Çevre, florası ve faunası ile, güzelliği ile torunlarımıza aktaracağımız bir emanettir.
Çevre karnemiz nasıl?
Yale Üniversitesi bir çevre koruma endeksi (The Environmental Performance Index) geliştirmiş. Ülkeler, 9 çevre parametresi ve bunların altındaki 19 bileşene göre değerlendiriliyor. Bu 9 parametre şunlar: 1- Sağlık etkisi (Health impacts), 2-Hava kalitesi, 3-Su ve sanitasyon, 4-Su kaynakları, 5-Tarım, 6-Ormanlar, 7-Balık yatakları, 8-Biyoçeşitlilik ve habitat, 9-İklim ve enerji. Son 2016 raporuna göre Türkiye, 180 ülke arasında 99’uncu sırada. Peki, daha önce nerede imişiz? Türkiye 2002 yılında 62. sırada imiş. Yani 14 yıl içinde küme düşmüşüz. Emanete, hıyanetlik edilmiş.
Sonuç
Çevreye sahip çıkmak demek, sağlığımıza sahip çıkmak demektir; doğal zenginliğimize sahip çıkmak demektir. Her aklı başında insanın bu sorumluluğu taşıması gerekir. Ama bazı söylemler öyle anlamsız ki. Örneğin, “Kesilen ağaçların yerine yenilerini dikeriz” demek, “Yetişmiş evladınızı öldürüyoruz ama, size yenisini yaparız” demek gibi bir şeydir. Domuzu, “Helal Domuz Kasaplığı” yaparak “helal” diye yutturmaktır. “Artvin’in dışından gelip olay çıkarıyorlar” demek de, başka bir aymazlıktır. Artvin’in doğal zenginliği, güzelliği, sadece Artvinlinin değil; tüm insanlığın malıdır.

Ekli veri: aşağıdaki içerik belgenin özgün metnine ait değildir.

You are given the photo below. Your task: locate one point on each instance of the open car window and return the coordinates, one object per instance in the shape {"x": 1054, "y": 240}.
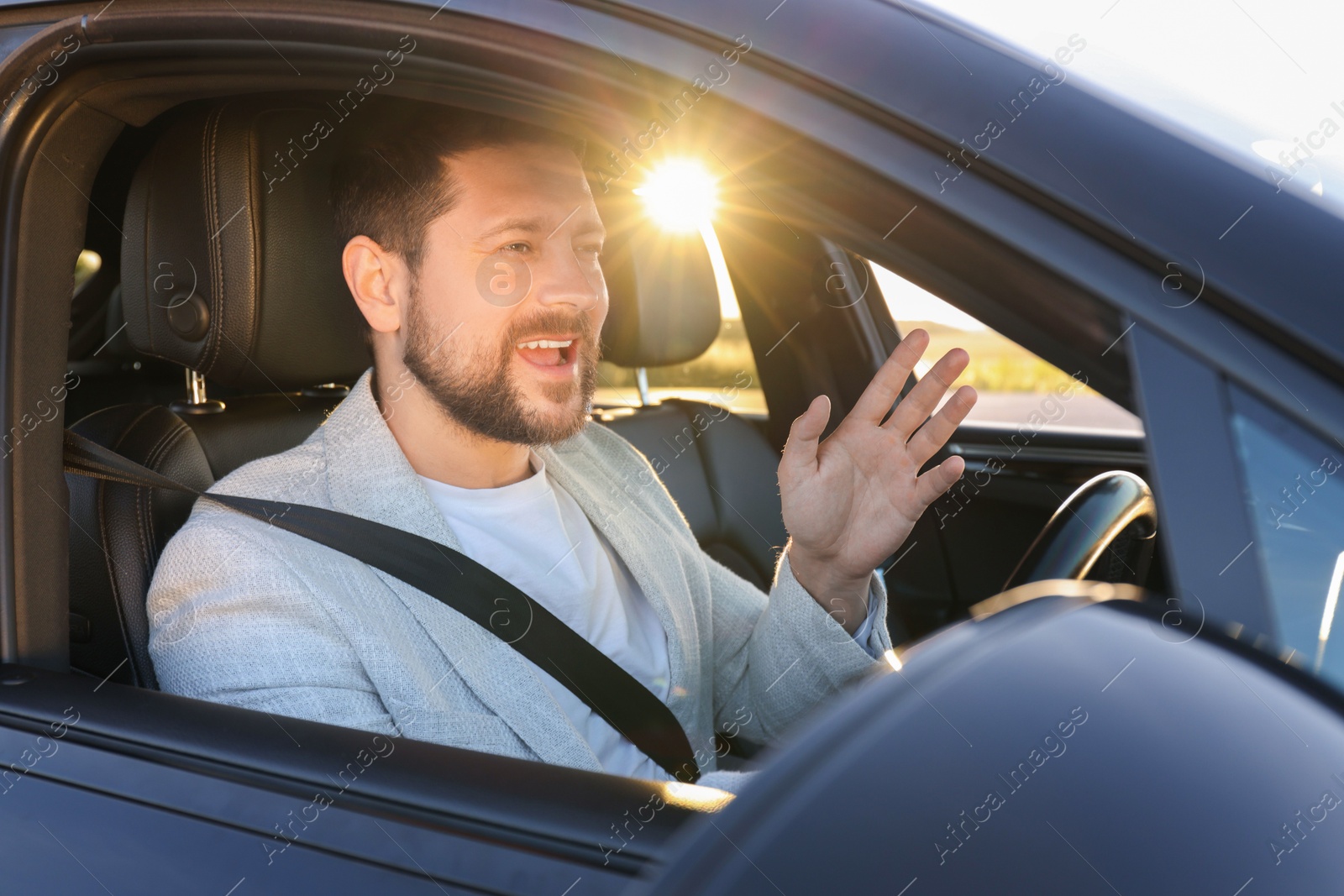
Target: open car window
{"x": 1010, "y": 380}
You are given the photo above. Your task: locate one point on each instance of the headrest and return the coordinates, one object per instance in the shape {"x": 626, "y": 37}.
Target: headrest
{"x": 664, "y": 298}
{"x": 228, "y": 261}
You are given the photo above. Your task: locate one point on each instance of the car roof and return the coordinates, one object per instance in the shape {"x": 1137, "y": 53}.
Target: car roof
{"x": 1175, "y": 204}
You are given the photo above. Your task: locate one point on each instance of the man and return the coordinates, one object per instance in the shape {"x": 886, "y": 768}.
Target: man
{"x": 472, "y": 430}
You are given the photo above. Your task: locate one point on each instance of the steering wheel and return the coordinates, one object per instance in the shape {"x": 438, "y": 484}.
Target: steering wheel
{"x": 1105, "y": 530}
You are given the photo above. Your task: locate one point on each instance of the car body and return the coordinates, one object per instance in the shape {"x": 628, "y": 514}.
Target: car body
{"x": 1175, "y": 278}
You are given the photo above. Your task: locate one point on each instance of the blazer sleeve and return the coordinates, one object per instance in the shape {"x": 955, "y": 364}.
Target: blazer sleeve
{"x": 779, "y": 658}
{"x": 232, "y": 622}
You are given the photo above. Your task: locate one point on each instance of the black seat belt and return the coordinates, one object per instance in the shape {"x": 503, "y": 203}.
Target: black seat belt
{"x": 461, "y": 584}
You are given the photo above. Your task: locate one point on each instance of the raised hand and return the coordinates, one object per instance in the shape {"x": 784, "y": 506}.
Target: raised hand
{"x": 853, "y": 500}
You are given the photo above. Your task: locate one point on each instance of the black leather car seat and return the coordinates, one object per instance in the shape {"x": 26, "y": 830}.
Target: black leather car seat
{"x": 237, "y": 275}
{"x": 717, "y": 465}
{"x": 232, "y": 271}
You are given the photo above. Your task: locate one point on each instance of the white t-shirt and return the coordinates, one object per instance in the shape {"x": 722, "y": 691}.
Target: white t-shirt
{"x": 537, "y": 537}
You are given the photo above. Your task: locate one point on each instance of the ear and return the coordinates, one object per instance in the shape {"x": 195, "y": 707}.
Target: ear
{"x": 380, "y": 281}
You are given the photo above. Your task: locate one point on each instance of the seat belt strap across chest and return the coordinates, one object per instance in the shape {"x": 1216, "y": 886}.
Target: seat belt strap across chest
{"x": 461, "y": 584}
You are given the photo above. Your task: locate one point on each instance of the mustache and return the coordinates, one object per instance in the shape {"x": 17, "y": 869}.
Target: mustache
{"x": 551, "y": 322}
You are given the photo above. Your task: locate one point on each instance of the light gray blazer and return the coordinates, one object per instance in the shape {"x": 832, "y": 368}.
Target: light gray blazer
{"x": 248, "y": 614}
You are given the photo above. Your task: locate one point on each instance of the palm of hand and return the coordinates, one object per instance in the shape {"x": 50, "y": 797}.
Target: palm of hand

Artvin, tek örnek değil. Şehirlerimizin dokusu, rant uğruna, hoyratça bozuluyor. Her yeşil alana saldırılarak, yetişmiş ağaçlara kıyılıyor. Şehirlerin akciğerlerine beton sıkılıyor. Ormanlarımız maden işletmeleri ve taş ocakları ile talan ediliyor, ekolojik denge bozuluyor. Sonra da su baskını, kuraklık, heyelan olunca fıtrat devreye sokuluyor.
“Orda bir tepe var, uzakta. O tepe, (Cerattepe) bizim tepemizdir.” Hepimizin sahip çıkması gerekir.